By Judith Simpson
My favourite short walk has always been “Around the Mount” but we’ve discovered Tauranga’s Hidden Secret. The Te Puna Quarry Park Garden.
Perhaps you need to be a little more energetic to do this walk but it’s definitely worth the effort. It’s really a treasure, full of unexpected joys.
Some people run around the main track in 20 minutes, others take all morning to investigate the side tracks that lead to all sorts of adventures for young and old.
It’s a place to take your granny for a stroll along the lower level to smell the flowers in the raised garden for the blind or to just take a rest under the flowering cherries and watch the children clamber over the enormous stone dragon or slide down the silver slide from the princess’s castle.
Take your grandchildren and let them clamber into the big digger and pretend they’re in control of filling the next lorry with gravel.
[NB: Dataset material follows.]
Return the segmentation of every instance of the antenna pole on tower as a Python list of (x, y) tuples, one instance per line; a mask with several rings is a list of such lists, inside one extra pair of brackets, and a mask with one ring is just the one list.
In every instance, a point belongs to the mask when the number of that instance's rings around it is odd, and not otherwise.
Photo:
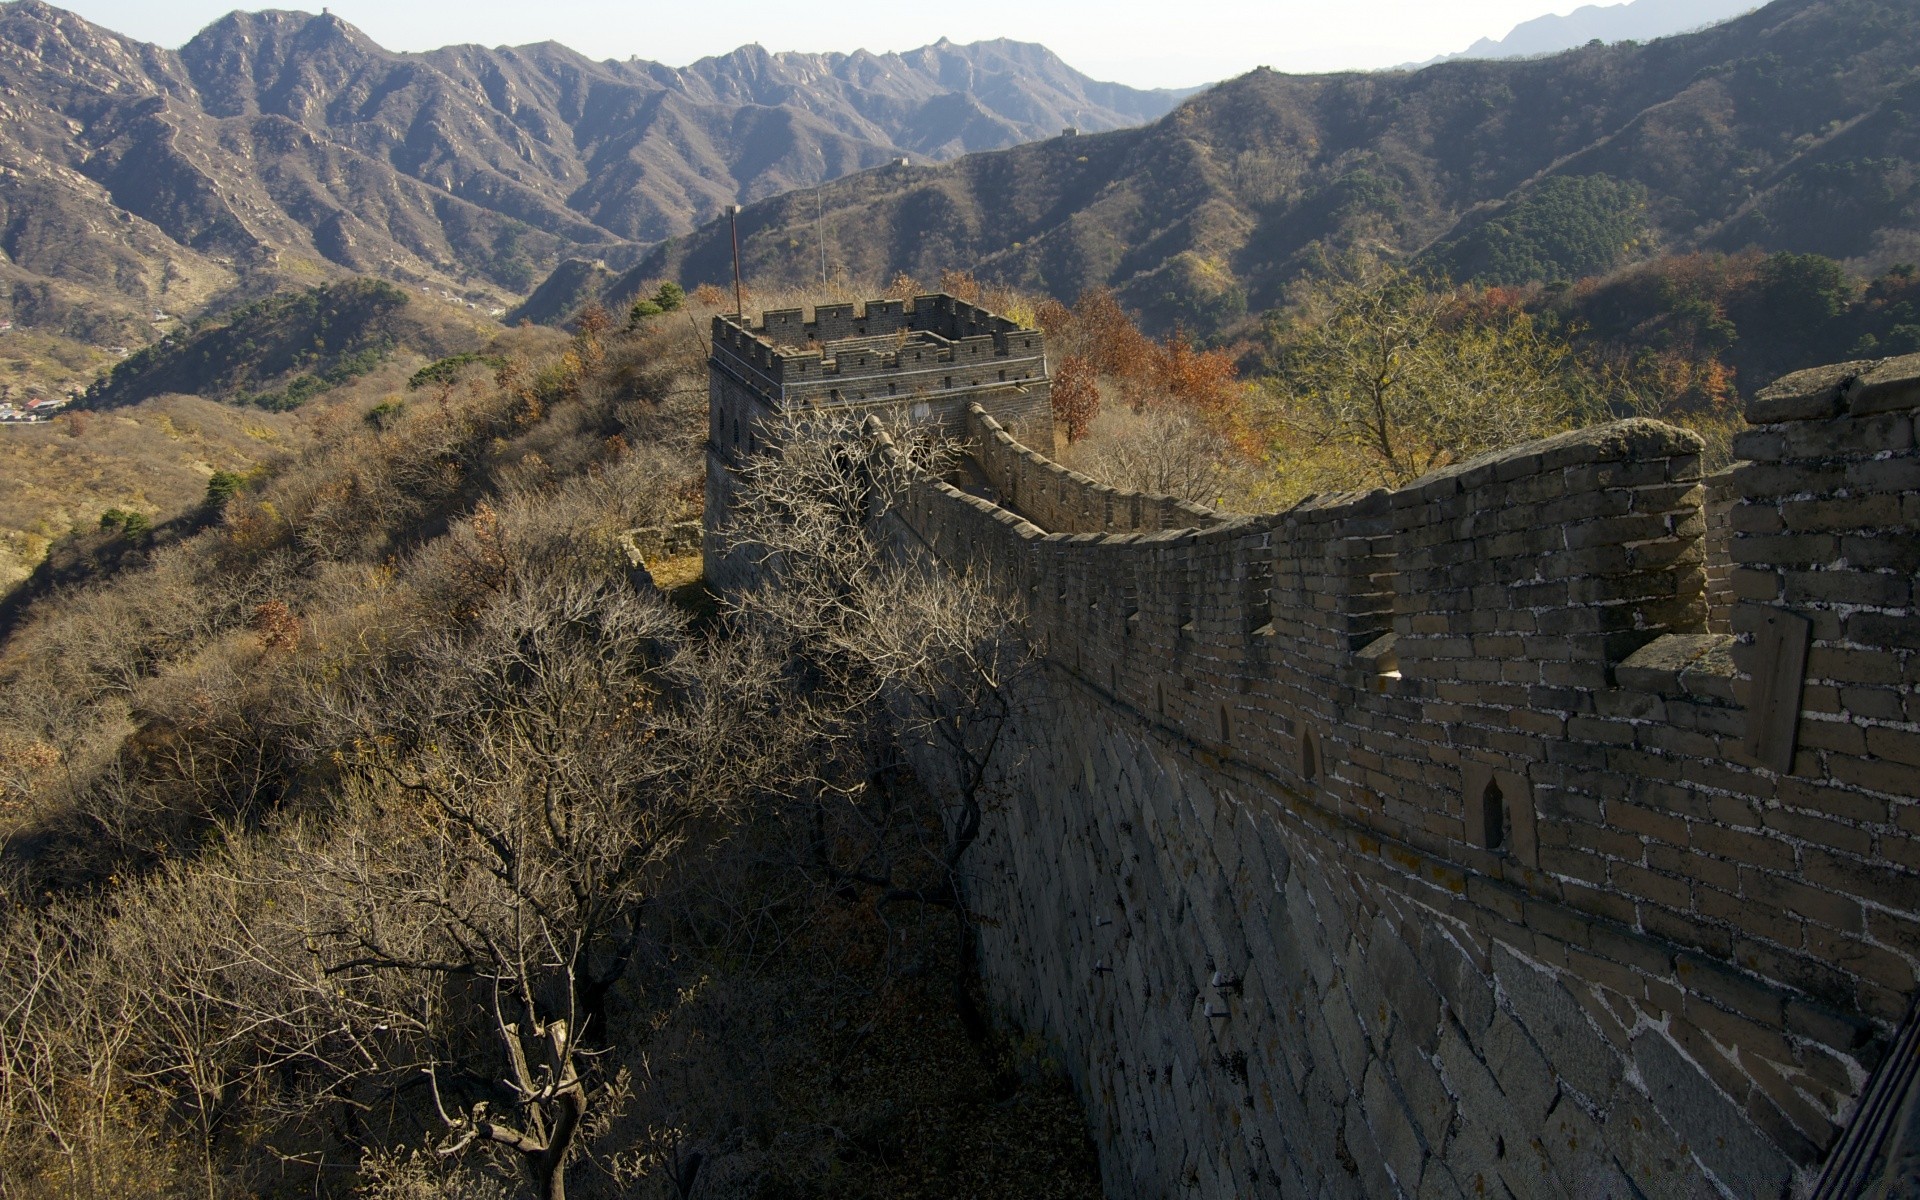
[(740, 206), (727, 206), (727, 219), (733, 223), (733, 315), (747, 319), (747, 304), (740, 290)]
They may want to climb up through the Rhododendrons and Vireyas to make music on the pipes and gongs or walk a little further to ride on a big wooden engine complete with guard and flag while you sit on a bench and admire the view.
82 acres of wilderness.
Making it into a community resource was the vision of a local lady, Shirley Sparks. With a group of willing volunteers they began cutting and hacking their way through the gorse and rubbish. They met every Tuesday morning and still do today to weed, clear and plant, turning it into a parkland.
It was opened in 2000 by the Governor General Sir Michael Hardie Boyes.
The quarry had been abandoned and over time it had become a dumping ground for any old waste, fridges, washing machines, you name it. Most of the area was quite dangerous. Today it is hard to imagine what it must have been like for those early volunteer battling  four metre high gorse and scrub.
But let’s take walk up the main track. This isn’t a garden parkland for the purists. There’s been no grand design and as groups have offered time so the garden has developed. Old Heritage Roses, the Fuchsia group, a native area, Bromeliads and a Japanese Garden with Bonsais to name a few have all organised their chosen spaces.
A family giving up as Orchid growers donated a trailer load of roots to make an unrivalled display as you walk up the track.
Take a diversion to investigate the Monarch Butterfly House.
Swan plants reign supreme and butterflies flutter everywhere. If your caterpillars are being eaten by wasps? You can bring them up to Mary who will pop them in the purpose built House to “chrysalis” in peace. And then be released as butterflies.
Onwards to the first terrace and “Brian’s Wall”. A dry stone wall built by his family in his memory and as a lasting gift to the community.
You can lean on the wall and gaze down on the butterflies and Fuchsias or out over the Bay to Omokoroa, Matakana Island and the Mount. Stunning. It’s a wonderful place to show visitors what Kiwifruit orchards look like from above with their tall, thin shelterbelts or just the green, luscious looking Te Puna landscape.
All along the way you stumble across “treasures”. A mosaic set in the pathway below the abseiling cliff wall, a cairn that reminds you of Nepal, corrugated cut-outs of bushmen and you often see groups having their photo taken with the life-sized mosaic family enjoying afternoon tea.
Up the “Lions’” stone steps. What labour went into creating these enabling a round walk to be developed. The Lions also planted a grove of Kauri trees and the local Rotary was involved in pond making and getting the old water wheel into working order. It really is a community project.
As you come off the Lions’ steps you look out over a valley covered in Ponga ferns – a sea of waving, green umbrellas? And then it’s down wooden steps to an area newly planted in Magnolias. What a sight they will be in a year or two.
Shirley and her committee have thought of many ways to be useful to the community.
Want to have a wedding? There’s a pavilion complete with small kitchen that can be yours for a donation and many’s the time we’ve seen birthday celebrations on the green lawn, a Book Club having a summer picnic lunch and their monthly meeting or our group having fish and chips under the cherry trees.
But there’s more if you have time. A hidden path behind the Pavilion follows a small stream up to a waterfall. This part is still untamed and if you’re lucky you may hear a Bellbird sing or see a Wood Pigeon lumber overhead and of course there are tuis all around.